Saturday, February 17, 2007

STA determines priority projects

STA determines priority projects
By Erin Pursell/Staff Writer
TheReporter.Com

Article Launched:02/15/2007 06:52:19 AM PST

The Solano Transportation Authority established priorities Wednesday for spending $17 million on upcoming highway, reliever route and transit projects throughout the county.

The funds are the first chunk of $45 million in State Transportation Improvement Project dollars that the STA expects will be allocated through 2010.

The priorities for the $17 million:

• planning, programming and monitoring activities for fiscal year 2007-08 through fiscal year 2010-11 - $2.8 million;

• designs for the Highway 12 Jameson Canyon project - $7 million;

• projects along Jepson Parkway, from Suisun City to Fairfield and into Vacaville - $1.8 million;

• environmental review for the Dixon Transit Center - $1.3 million;

• construction of a Vallejo Ferry maintenance station - $2 million;

• construction of the Fairfield-Vacaville train station - $2 million.

"We're looking at putting a pretty substantial investment on Jameson Canyon," said Janet Adams, STA director of projects.
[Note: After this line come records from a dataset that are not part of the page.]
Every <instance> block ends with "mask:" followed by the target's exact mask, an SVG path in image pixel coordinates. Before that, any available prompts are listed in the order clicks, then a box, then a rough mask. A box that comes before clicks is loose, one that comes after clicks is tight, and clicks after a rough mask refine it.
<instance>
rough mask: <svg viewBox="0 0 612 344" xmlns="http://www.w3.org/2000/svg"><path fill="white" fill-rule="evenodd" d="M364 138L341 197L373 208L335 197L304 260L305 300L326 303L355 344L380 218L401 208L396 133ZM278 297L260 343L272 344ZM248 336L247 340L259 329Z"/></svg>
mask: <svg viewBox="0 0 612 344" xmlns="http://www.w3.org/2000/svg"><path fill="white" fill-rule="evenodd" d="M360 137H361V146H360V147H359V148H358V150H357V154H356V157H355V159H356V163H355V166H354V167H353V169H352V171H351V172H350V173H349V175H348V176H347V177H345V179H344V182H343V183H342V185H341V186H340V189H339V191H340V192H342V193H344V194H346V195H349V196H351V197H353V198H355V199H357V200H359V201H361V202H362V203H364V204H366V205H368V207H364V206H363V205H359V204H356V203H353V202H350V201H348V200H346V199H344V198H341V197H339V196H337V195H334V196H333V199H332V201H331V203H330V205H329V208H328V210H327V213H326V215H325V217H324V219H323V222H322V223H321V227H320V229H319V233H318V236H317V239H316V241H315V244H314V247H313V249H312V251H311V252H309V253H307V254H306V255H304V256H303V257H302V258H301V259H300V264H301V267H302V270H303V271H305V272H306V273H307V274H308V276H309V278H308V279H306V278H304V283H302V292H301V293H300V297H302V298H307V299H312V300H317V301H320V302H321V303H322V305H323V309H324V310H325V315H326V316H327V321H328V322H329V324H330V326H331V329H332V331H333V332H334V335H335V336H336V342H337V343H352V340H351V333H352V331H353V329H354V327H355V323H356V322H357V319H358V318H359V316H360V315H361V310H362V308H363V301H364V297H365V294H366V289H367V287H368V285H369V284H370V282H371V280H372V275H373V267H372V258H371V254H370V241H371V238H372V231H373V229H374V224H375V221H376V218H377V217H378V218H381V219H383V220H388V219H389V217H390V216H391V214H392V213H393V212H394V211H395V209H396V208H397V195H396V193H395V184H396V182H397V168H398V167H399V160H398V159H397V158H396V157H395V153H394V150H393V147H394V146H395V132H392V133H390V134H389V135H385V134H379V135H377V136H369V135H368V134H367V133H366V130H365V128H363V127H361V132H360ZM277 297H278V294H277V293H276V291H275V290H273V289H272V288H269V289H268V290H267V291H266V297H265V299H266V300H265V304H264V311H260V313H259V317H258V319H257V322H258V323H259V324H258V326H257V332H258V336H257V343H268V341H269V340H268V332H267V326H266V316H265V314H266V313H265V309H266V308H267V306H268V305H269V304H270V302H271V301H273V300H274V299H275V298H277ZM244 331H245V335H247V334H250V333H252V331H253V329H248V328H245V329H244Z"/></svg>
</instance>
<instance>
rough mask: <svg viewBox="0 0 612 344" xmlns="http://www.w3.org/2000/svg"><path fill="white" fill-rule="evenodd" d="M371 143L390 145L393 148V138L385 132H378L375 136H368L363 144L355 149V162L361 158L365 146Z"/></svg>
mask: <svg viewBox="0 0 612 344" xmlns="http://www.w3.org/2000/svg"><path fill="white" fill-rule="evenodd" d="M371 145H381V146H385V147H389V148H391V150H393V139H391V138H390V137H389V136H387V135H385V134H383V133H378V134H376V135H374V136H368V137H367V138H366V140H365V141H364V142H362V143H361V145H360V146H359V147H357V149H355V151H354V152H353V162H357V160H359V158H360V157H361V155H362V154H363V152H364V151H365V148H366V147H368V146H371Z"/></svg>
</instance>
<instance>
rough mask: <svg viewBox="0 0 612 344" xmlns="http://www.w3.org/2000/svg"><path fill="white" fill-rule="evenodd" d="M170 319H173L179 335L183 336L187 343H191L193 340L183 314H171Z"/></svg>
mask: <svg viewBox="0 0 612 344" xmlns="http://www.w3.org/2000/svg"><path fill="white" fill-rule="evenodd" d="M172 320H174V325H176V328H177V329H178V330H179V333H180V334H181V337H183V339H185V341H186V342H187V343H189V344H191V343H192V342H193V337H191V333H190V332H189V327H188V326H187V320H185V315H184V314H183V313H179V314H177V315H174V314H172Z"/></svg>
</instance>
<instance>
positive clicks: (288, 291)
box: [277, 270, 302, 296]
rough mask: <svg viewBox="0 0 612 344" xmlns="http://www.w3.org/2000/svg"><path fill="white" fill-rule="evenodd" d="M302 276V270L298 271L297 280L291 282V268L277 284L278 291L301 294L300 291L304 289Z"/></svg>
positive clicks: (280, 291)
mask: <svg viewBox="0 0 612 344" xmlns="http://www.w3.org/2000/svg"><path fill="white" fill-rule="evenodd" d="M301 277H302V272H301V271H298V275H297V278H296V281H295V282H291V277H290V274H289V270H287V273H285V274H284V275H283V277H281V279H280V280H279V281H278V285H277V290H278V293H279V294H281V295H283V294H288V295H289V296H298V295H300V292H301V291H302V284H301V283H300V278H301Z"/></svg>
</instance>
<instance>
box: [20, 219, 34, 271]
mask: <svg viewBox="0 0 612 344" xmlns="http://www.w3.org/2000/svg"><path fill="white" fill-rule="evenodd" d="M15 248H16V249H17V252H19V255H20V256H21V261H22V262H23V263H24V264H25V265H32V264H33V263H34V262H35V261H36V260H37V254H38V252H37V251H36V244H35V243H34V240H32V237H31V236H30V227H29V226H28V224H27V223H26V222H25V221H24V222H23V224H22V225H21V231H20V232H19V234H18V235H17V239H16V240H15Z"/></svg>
The $7 million programmed for the Highway 12 Jameson Canyon project will be the first time the STA Board has committed funds to the project and it is important in terms of demonstrating Solano's commitment to improving the highway corridor, she explained.

Since both the 2008 and 2010 State Transportation Improvement Project cycle financial outlook was determined in October, STA held several workshops to con-sider various options for the funds before whittling down the list to its current six projects.

Other projects that did not make the final list will be considered for future STIP funding, according to STA staff.

Based on the way Solano historically has been allocated STIP funds, STA staff predicts that during the two upcoming funding cycles - through 2010 - there will be a total of about $28 million available.

And due to the infrastructure bonds passed in November, the county should receive additional STIP dollars.

Solano relies heavily on limited state and federal funding to make these kinds of critical transportation improvements, in part because there is no local sales tax for transportation, STA Executive Director Daryl Halls has said.

While these funds will pay a significant portion of local STIP projects, the rest will be paid through a combination of regional and local funds.

In other local transportation news, Congresswoman Ellen Tauscher, D-Solano, has joined her Bay Area colleagues in writing a letter to the California Transportation Commission, urging more funding for Bay Area transportation projects.

The letter highlights California voters' passage of Proposition 1B last November, and notes that of the $4.5 billion provided in the bond for corridor mobility, $1.8 billion - or 40 percent of the total amount - will be made available to projects in Northern California, although the Bay Area experiences the most congestion.

Tauscher, the Bay Area's senior member on the House Transportation and Infrastructure Committee, noted in a prepared statement that "our region contributes over 25 percent of the state's GDP and over 33 percent of the General Fund revenues. It's only fair that a major allocation of Northern California's share of the bond funds be primarily used to reduce congestion in our area."